Microsoft's numbers on representative multi-tool workloads: about 52% lower end-to-end latency and 64% fewer tokens. Neither figure is surprising once you see the mechanism. The tokens vanish because a 4,000-row intermediate result gets filtered inside the program instead of being narrated back to the model. The latency drops because you've deleted round-trips, and model round-trips are the slow part of most agent loops. As Microsoft puts it, modern agents are often bottlenecked not by model quality but by orchestration overhead.

The protocol was never the bottleneck and the model usually isn't either. For multi-tool agents, the tax is the round-trip — and code execution deletes it.

The part that's actually new#

None of that is unique to Microsoft; the code-execution idea has been circulating for months. What CodeAct ships alongside it is the answer to where the code runs, and the answer is the real news: a fresh Hyperlight micro-VM per call.

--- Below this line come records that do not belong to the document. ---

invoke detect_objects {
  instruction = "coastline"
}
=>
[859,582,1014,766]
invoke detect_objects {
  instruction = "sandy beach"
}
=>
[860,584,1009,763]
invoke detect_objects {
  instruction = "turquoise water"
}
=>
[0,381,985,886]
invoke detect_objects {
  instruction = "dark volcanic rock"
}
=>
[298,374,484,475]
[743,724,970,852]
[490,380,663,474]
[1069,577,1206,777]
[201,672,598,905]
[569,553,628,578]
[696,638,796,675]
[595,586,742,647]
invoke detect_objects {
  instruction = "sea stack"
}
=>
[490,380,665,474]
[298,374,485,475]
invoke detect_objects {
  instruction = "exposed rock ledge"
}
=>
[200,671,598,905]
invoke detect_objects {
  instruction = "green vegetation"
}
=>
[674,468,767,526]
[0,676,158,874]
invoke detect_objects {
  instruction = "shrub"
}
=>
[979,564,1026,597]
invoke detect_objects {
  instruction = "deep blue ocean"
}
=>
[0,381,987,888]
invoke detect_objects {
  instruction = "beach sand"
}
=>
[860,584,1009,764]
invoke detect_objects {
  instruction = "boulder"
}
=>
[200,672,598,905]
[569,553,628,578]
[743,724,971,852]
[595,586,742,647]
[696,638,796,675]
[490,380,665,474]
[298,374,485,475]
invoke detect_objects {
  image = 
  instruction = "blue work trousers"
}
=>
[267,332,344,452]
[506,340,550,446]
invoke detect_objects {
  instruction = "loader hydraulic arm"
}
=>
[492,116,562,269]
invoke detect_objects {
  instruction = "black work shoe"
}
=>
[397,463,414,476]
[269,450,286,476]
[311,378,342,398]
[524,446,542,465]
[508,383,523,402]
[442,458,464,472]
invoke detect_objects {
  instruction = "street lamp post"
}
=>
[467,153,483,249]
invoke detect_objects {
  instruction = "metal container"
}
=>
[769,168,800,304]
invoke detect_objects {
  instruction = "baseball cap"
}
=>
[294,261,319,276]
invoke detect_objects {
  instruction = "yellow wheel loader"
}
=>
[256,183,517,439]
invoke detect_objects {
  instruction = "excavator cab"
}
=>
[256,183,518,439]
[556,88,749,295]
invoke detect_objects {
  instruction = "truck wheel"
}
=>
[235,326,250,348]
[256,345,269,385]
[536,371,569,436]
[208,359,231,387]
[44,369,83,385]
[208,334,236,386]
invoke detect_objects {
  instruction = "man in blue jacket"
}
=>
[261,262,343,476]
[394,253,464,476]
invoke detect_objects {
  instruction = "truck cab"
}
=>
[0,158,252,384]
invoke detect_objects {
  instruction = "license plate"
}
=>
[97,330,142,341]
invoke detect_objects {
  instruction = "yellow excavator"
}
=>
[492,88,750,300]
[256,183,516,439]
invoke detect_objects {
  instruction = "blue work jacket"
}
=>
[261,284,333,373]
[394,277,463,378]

Hyperlight is Microsoft's micro-VM runtime, open-sourced in 2024, built to run untrusted code in a hardware-isolated guest without a full OS underneath. Its headline property is startup time: a new micro-VM boots in 1–2 milliseconds, against >120ms for a conventional VM. CodeAct's alpha agent-framework-hyperlight package uses this to run each execute_code call in its own fresh guest — its own memory, no host filesystem beyond what you mount, no network beyond the domains you allow.

Sit with the number. Two milliseconds is faster than most of the tool calls the code will make. It is far below the noise floor of a single model turn. That means the historical objection to code execution — you'd be crazy to run model-written code without strong isolation, and strong isolation is slow and expensive — quietly stops being true. You can afford a brand-new, hardware-isolated VM for every single tool-calling program, and it costs you nothing you'd notice. The sandbox was the hard part of this pattern. Hyperlight makes it the cheap part.

That reframes the gVisor-vs-Firecracker-vs-Kata conversation for agents. Those weigh isolation strength against startup cost because you're keeping sandboxes warm and reusing them. At a 1–2ms cold start you don't reuse anything — you throw the VM away after each call and boot a new one, which is stronger isolation than a pooled sandbox, not weaker. Disposability becomes the security model. (It's the same micro-VM-vs-Wasm-vs-isolate trade, resolved by making the micro-VM as cheap as the isolate.)

What moves when the wall moves#

Here's the twist worth internalizing before you flip CodeAct on: the cost didn't disappear, it relocated. A fresh VM per call means no state survives between calls unless you explicitly mount it. The convenience of one-tool-call-per-turn was that the conversation was your state — every result sat in the transcript, available to the next step for free. CodeAct takes that away. Intermediate data lives inside a program that ran and vanished. If step three needs what step one produced, that has to happen within the same program, or be written to something you deliberately persisted.

So "let the model write code that calls your tools" turns into a genuine design question rather than a free efficiency win. What do you mount? What network egress do you allow? Which workflows are actually a single program, and which are inherently interactive and shouldn't be collapsed? The rule of thumb Microsoft offers — CodeAct pays off at three or more tools per task, especially when data flows between steps — is really a statement about where that design cost is worth paying. Below it, a plain tool call is simpler, and you keep your state in the conversation where it was convenient all along.

The broader signal is that code execution is graduating from a clever token-saving trick into default agent plumbing, and it's doing so because the infrastructure caught up to the idea. For two years the pattern's ceiling was the sandbox. Someone just raised it by two orders of magnitude — and handed everyone a new decision to make about what their agents are allowed to touch.